We discovered more, but because of the labyrinthine ways of litigation, little became public, especially about the reckless acts of the industry consortium, Alyeska, which controls the Alaska Pipeline.

  • Several smaller oil spills before the Exxon Valdez could have warned of a system breakdown. But Erlene Blake, a former Senior Lab Technician with Alyeska, the Exxon/BP consortium, told our investigators that management routinely ordered her to toss out test samples of water evidencing spilled oil. She was ordered to refill the test tubes with a bucket of clean sea water called, “The Miracle Barrel.”
  • In a secret meeting in April 1988, Alyeska Vice-President T.L. Polasek confidentially warned the oil group executives that, because Alyeska had never purchased promised safety equipment, it was simply “not possible” to contain an oil spill past the Valdez Narrows — exactly where the Exxon Valdez ran aground 10 months later.
  • The Natives demanded (and law requires) that the shippers maintain round-the-clock oil spill response teams. Alyeska hired the Natives, especially qualified by their generations-old knowledge of the Sound, for this emergency work. They trained to drop from helicopters into the water with special equipment to contain an oil slick at a moments notice. But in 1979, quietly, Alyeska fired them all. To deflect inquisitive state inspectors, the oil consortium created sham teams, listing names of oil terminal workers who had not the foggiest idea how to use spill equipment which, in any event, was missing, broken or existed only on paper.

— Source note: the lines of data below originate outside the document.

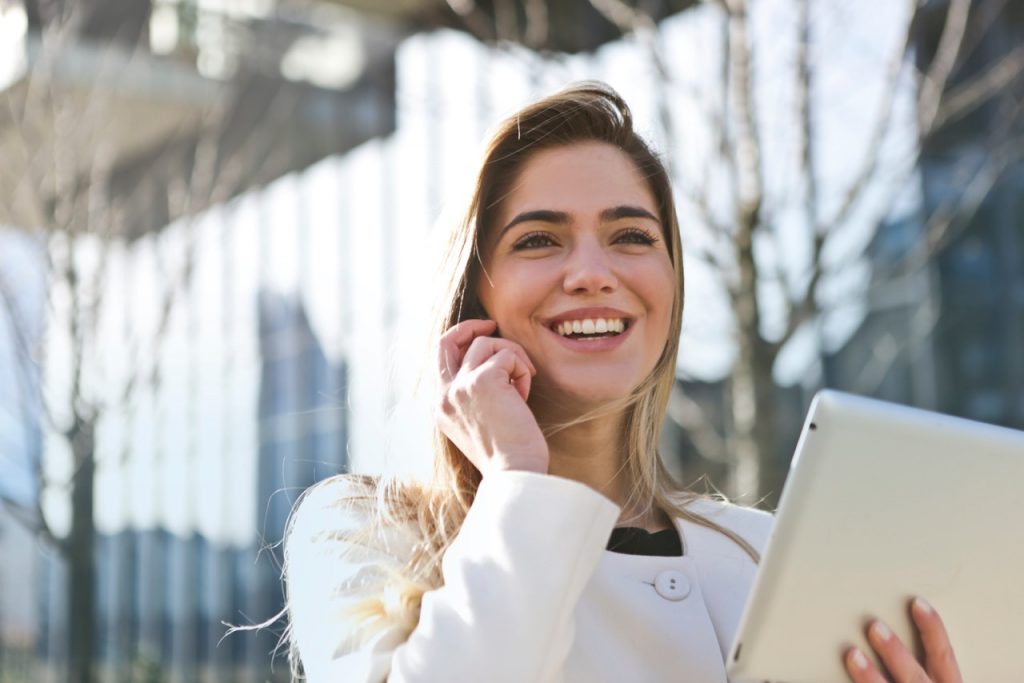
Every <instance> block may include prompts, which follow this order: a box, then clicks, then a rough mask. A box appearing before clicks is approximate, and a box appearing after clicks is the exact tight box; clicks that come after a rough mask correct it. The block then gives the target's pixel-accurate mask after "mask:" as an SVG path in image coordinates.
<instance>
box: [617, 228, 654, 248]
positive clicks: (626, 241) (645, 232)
mask: <svg viewBox="0 0 1024 683" xmlns="http://www.w3.org/2000/svg"><path fill="white" fill-rule="evenodd" d="M615 242H617V243H620V244H628V245H647V246H650V245H652V244H654V243H656V242H657V238H656V237H654V236H653V234H651V233H650V232H648V231H647V230H643V229H640V228H639V227H631V228H629V229H626V230H623V231H622V232H620V233H618V236H617V237H615Z"/></svg>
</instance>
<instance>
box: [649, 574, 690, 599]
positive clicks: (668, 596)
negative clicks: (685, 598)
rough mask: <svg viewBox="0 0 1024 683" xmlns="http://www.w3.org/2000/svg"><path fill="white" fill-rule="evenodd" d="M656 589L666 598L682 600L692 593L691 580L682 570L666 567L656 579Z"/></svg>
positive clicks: (655, 589) (655, 590) (659, 592)
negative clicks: (688, 577) (690, 584)
mask: <svg viewBox="0 0 1024 683" xmlns="http://www.w3.org/2000/svg"><path fill="white" fill-rule="evenodd" d="M654 590H655V591H657V594H658V595H660V596H662V597H663V598H665V599H666V600H682V599H683V598H685V597H686V596H687V595H689V594H690V580H689V579H687V578H686V574H684V573H683V572H682V571H676V570H675V569H666V570H665V571H663V572H662V573H659V574H657V578H656V579H654Z"/></svg>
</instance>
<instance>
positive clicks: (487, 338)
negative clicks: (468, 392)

In 1989, when the oil poured from the tanker, there was no Native response team, only chaos.

Today, three decades after the oil washed over the Chugach beaches, you can kick over a rock and it will smell like an old gas station.

The Fable of the Drunken Captain serves the oil industry well. It falsely presents America’s greatest environmental disaster as a tale of human frailty, a one-time accident. But broken radar, missing equipment, phantom spill teams, faked tests — the profit-driven disregard of the law — made the spill an inevitability, not an accident.